A Study to Examine the Implantation Characteristics of Two Drug-Eluting Stents

Coronary Artery Disease Clinical Trial

ORCA-2

Official title:
Comparison of Rates of Strut Malapposition Between Everolimus and Sirolimus Eluting Stents - A Randomised Optical Coherence Tomography Study

Clinical Trial Details — Status: Completed

Administrative data
NCT number NCT01201369
Other study ID # ORCA-2
Secondary ID
Status Completed
Phase N/A
First received August 24, 2010
Last updated July 11, 2011
Start date September 2010
Est. completion date July 2011

Study information
Verified date July 2011
Source Royal Brompton & Harefield NHS Foundation Trust
Contact n/a
Is FDA regulated No
Health authority United Kingdom: Research Ethics Committee
Study type Interventional

Clinical Trial Summary

Despite recent advances in stent technology and clot reducing drug therapy, acute stent occlusion or thrombosis (ST), still occurs and can be life threatening. It has been shown that certain features of how the stent relates to the artery wall may predict ST. One such feature, so-called stent strut malapposition (SSM), can be assessed after implantation but current imaging techniques are relatively unreliable. Optical Coherence Tomography (OCT) is a newer technology that can be performed safely and easily after angioplasty and may allow the stent struts to be assessed more accurately and reliably.

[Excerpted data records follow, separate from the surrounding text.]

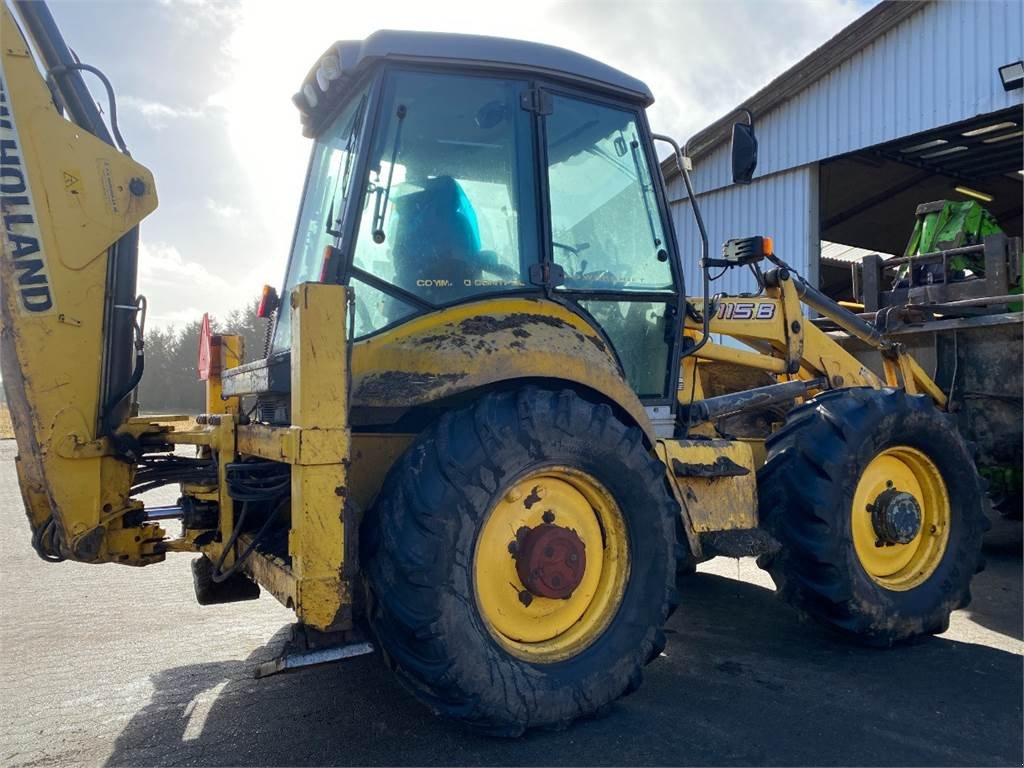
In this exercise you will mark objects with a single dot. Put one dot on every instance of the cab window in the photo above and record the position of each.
(449, 207)
(605, 226)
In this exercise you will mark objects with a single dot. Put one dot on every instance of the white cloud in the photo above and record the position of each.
(157, 114)
(179, 290)
(221, 210)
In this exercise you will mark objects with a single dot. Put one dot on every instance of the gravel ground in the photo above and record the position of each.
(120, 667)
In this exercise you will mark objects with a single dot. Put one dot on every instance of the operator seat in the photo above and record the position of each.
(436, 246)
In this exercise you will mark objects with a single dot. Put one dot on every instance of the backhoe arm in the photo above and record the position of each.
(71, 204)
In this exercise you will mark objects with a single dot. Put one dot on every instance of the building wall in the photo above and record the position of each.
(782, 206)
(938, 67)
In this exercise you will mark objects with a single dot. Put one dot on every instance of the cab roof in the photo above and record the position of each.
(346, 59)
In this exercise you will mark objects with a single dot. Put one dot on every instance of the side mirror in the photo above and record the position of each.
(744, 153)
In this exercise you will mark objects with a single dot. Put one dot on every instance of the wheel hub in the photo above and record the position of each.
(551, 560)
(896, 516)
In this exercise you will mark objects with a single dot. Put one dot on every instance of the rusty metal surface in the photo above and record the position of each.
(491, 342)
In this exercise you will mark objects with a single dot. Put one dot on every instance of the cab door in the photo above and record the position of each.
(610, 235)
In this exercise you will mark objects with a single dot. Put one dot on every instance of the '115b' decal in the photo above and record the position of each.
(747, 310)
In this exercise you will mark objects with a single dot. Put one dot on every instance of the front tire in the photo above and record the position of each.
(880, 510)
(535, 470)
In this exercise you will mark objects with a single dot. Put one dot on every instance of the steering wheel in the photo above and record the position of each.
(577, 269)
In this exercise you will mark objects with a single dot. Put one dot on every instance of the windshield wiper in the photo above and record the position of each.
(384, 193)
(635, 150)
(332, 225)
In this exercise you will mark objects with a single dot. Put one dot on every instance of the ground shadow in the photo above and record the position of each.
(742, 682)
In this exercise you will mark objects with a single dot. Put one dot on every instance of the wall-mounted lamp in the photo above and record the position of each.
(1012, 76)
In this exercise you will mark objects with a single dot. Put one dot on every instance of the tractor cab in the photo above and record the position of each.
(450, 169)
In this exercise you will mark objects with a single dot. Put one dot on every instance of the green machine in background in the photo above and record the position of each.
(945, 225)
(952, 299)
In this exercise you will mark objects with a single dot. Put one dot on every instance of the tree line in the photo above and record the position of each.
(171, 380)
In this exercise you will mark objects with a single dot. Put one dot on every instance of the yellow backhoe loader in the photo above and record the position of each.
(492, 427)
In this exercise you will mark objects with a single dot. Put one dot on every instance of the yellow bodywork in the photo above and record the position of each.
(716, 482)
(67, 200)
(478, 344)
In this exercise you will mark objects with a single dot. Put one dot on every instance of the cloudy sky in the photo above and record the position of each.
(205, 100)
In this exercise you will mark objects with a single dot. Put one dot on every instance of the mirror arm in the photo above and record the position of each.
(695, 208)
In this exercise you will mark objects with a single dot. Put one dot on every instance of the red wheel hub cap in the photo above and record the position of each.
(550, 560)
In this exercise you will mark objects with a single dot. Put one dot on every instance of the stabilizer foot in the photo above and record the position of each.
(308, 647)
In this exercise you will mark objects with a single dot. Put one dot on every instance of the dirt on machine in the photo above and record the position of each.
(492, 428)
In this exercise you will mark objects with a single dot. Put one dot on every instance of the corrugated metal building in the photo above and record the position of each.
(900, 108)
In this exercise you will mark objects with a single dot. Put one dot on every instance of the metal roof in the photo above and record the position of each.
(536, 59)
(970, 151)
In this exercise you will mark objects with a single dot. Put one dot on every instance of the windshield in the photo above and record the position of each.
(328, 187)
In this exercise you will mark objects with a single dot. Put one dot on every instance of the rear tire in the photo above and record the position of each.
(812, 492)
(420, 552)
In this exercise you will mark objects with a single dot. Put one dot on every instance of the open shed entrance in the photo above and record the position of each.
(868, 198)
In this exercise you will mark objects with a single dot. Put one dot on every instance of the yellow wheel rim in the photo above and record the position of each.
(531, 626)
(894, 476)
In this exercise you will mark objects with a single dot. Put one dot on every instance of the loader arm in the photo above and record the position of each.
(72, 203)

This study will use OCT to examine how two different types of commonly used drug-eluting stents relate to the artery wall. The Xience V (Abbott Vascular, USA) stent has thinner struts and a more open frame than the Cypher (Cordis, USA) stent. We hypothesise therefore that the potentially more pliable structure of the Xience V stent will be associated with greater contact with the vessel wall. This may have a bearing on the relative rate of SSM, although large studies have shown the rate to be low in both the Cypher and the Xience V stent. We believe that OCT imaging of SSM and symmetry of the stent immediately after angioplasty will compliment conventional visual assessment and may identify those patients in whom further improvement of stent with a balloon is necessary.

This study will involve the random allocation of forty patients requiring coronary angioplasty to one of the Cypher or Xience V stent. The procedure will be performed in the usual manner as indicated clinically and will include imaging of the stented artery segment with OCT once the operator is satisfied with the visual result by angiography.

Recruitment information / eligibility
Status Completed
Enrollment 40
Est. completion date July 2011
Est. primary completion date July 2011
Accepts healthy volunteers No
Gender Both
Age group 18 Years to 90 Years
Eligibility Inclusion Criteria:

- Presence of a coronary artery stenosis undergoing percutaneous coronary intervention and stenting (PCI).

- Eligibility for drug eluting stent (DES) deployment.

- Stable or unstable coronary syndrome presentation, including ST elevation myocardial infarction (STEMI).

- Aged 18-90

Exclusion Criteria:

- Contraindication to the use of a DES.

- Target lesion located within previous stent (in stent restenosis).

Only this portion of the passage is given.